QMB Indicator in the Medicare fee-for-service claims processing system

Under federal law, Medicare providers may not bill individuals enrolled in the QMB program for Medicare deductibles, coinsurance, or copayments, under any circumstances.  State Medicaid programs may pay providers for Medicare deductibles, coinsurance, and copayments. However, as permitted by Federal law, states can limit provider reimbursement for Medicare cost-sharing under certain circumstances. Nonetheless, Medicare providers must accept the Medicare payment and Medicaid payment (if any, and including any permissible Medicaid cost sharing from the beneficiary) as payment in full for services rendered to an individual enrolled in the QMB program.

To more clearly identify QMB members, Medicare will begin providing Remittance Advice Remark Codes (RARC) to providers indicating a members QMB status.  The indicators are:

  • N781 – No deductible may be collected as patient is a Medicaid/Qualified Medicare Beneficiary.

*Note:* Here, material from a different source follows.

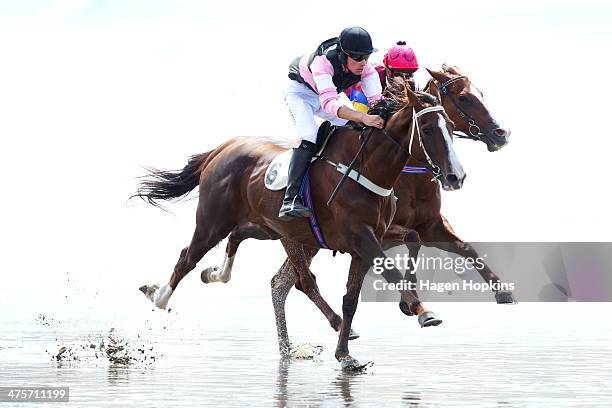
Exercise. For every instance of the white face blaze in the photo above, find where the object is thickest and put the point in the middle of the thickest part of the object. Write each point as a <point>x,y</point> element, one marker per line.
<point>474,91</point>
<point>443,128</point>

Review your records for any wrongfully collected coinsurance, deductible or co-payments.
  • N782 – No coinsurance may be collected as patient is a Medicaid/Qualified Medicare Beneficiary. Review your records for any wrongfully collected coinsurance, deductible or co-payments.
  • N783 – No co-payment may be collected as patient is a Medicaid/Qualified Medicare Beneficiary. Review your records for any wrongfully collected coinsurance, deductible or co-payments.

When the RARC is included on a providers remittance advice, the provider billing staff is responsible for ensuring no collections are attempted for coinsurance and deductibles as indicated.

The new rules are scheduled to go into effect October 2, 2017.  Billing staff of providers and suppliers should be aware of this change.